To See in the Dark: Palestine and Visual Activism Since October 7

Regular price $ 19.95

by Nicholas Mirzoeff

Pluto Press

1/20/2025, paperback

SKU: 9780745351155

 

How social media shaped the new global intifada

To see Palestine is to see the world. Since October 7th 2023, the forces of racial capitalism and settler colonialism have become all too visible in Israel's genocidal war on Gaza.

In To See In the Dark, Nicholas Mirzoeff explores how images, and especially video, viewed outside Palestine enabled a dramatic switch in public opinion, leading to a global uprising against the genocide.

In this groundbreaking analysis, he connects the personal and the political through his own anti-Zionist Jewishness and its histories of violence.

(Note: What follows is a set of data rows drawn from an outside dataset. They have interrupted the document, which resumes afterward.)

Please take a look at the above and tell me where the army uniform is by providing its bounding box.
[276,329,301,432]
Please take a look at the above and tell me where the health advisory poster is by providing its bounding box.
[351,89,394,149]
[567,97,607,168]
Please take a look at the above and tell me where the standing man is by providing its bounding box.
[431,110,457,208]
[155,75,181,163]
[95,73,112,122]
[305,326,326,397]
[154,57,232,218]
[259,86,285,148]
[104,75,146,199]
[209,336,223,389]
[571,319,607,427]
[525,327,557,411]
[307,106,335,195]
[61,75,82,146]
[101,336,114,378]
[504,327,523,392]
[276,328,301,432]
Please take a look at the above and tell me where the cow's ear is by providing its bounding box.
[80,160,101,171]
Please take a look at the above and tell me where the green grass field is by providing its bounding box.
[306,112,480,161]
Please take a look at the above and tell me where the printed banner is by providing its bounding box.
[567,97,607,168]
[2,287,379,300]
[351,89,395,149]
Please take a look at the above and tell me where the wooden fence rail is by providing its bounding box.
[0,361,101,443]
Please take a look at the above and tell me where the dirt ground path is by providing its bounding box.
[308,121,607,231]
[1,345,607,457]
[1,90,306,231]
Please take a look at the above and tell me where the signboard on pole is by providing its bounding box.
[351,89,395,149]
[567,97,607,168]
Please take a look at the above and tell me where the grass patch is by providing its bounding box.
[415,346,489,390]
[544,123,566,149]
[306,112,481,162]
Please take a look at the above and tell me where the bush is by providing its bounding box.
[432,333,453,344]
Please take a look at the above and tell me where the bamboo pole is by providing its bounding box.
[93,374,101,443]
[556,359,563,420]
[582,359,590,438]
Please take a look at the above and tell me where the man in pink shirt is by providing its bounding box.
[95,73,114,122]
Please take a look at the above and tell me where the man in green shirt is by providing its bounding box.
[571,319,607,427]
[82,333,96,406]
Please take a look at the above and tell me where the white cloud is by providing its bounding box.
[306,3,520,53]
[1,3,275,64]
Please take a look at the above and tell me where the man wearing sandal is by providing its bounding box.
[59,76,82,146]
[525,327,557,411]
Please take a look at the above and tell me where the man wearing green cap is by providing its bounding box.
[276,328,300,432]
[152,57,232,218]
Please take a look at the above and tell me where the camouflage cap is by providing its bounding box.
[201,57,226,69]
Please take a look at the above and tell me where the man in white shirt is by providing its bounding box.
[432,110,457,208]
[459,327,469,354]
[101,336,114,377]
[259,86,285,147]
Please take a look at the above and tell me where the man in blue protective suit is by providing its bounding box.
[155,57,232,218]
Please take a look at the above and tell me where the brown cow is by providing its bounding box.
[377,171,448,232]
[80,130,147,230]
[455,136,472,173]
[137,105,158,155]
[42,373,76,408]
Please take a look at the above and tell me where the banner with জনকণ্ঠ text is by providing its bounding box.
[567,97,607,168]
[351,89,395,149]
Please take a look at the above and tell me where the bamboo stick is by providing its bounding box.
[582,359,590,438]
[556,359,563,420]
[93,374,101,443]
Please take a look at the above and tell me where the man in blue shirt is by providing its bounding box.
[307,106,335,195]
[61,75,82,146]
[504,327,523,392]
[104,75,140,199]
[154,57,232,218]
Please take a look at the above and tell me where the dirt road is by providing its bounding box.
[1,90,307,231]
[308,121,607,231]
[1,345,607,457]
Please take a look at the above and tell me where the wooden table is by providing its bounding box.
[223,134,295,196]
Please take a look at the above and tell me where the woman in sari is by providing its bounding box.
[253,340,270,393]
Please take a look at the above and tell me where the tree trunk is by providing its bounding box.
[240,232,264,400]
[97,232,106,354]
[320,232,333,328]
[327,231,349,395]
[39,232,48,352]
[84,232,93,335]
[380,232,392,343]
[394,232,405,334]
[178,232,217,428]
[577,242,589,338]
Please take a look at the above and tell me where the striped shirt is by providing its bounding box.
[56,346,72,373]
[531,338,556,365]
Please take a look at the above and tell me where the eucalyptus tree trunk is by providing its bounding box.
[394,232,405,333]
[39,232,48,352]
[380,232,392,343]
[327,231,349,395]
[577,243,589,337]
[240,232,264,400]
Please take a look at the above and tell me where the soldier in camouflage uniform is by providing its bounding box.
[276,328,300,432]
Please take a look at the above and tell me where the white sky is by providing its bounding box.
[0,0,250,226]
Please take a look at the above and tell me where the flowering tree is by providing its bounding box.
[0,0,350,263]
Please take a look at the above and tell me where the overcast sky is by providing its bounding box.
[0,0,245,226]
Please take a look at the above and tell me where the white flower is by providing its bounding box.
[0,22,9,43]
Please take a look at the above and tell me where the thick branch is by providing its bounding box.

The result is a new collective and anti-colonial way of seeing, intersecting online and embodied experience.

Reviews:

"If ever we ever needed a contemporary rejoinder to John Berger's Ways of Seeing, this is the book. Timely and clearly written, To See in the Dark is a manifesto to solidarity, a foraging, salvaging and a way to unset alongside the opaque lives of Palestinians, who struggle under organized, genocidal state violence. Through engaging visual works of Palestinian and other artists, Mirzoeff leads us past the "colonial visual screen" and over the rubble, to see new solidarities that arise from associating with the oppressed by dissociating with systems of oppression whose surveillance, checkpoints, prisons, and drones appear in the "white sight" of genocide." - Stephen Sheehi, co-author of Psychoanalysis Under Occupation: Practicing Resistance in Palestine

"Mirzoeff sharply urges us to divest from a mere spectatorship to a genocide, and insists that we see in relation, in solidarity and as an anti-colonial collective. To See in the Dark is to settle for no less than to see Palestine free." - Simone Browne, author of Dark Matters: On the Surveillance of Blackness

"Mirzoeff deftly dissects the violent abstractions that are characteristic of the drone's remote-controlled gaze, arguing incisively for a return to ways of seeing that are grounded in solidarity and resistance." - Candice Breitz, artist

About the Author:

Nicholas Mirzoeff is a pioneering figure in the field of visual culture and has written extensively on Jewishness and Palestine. His books include How To See The World, and The Right to Look. He has written for the Guardian and The Nation.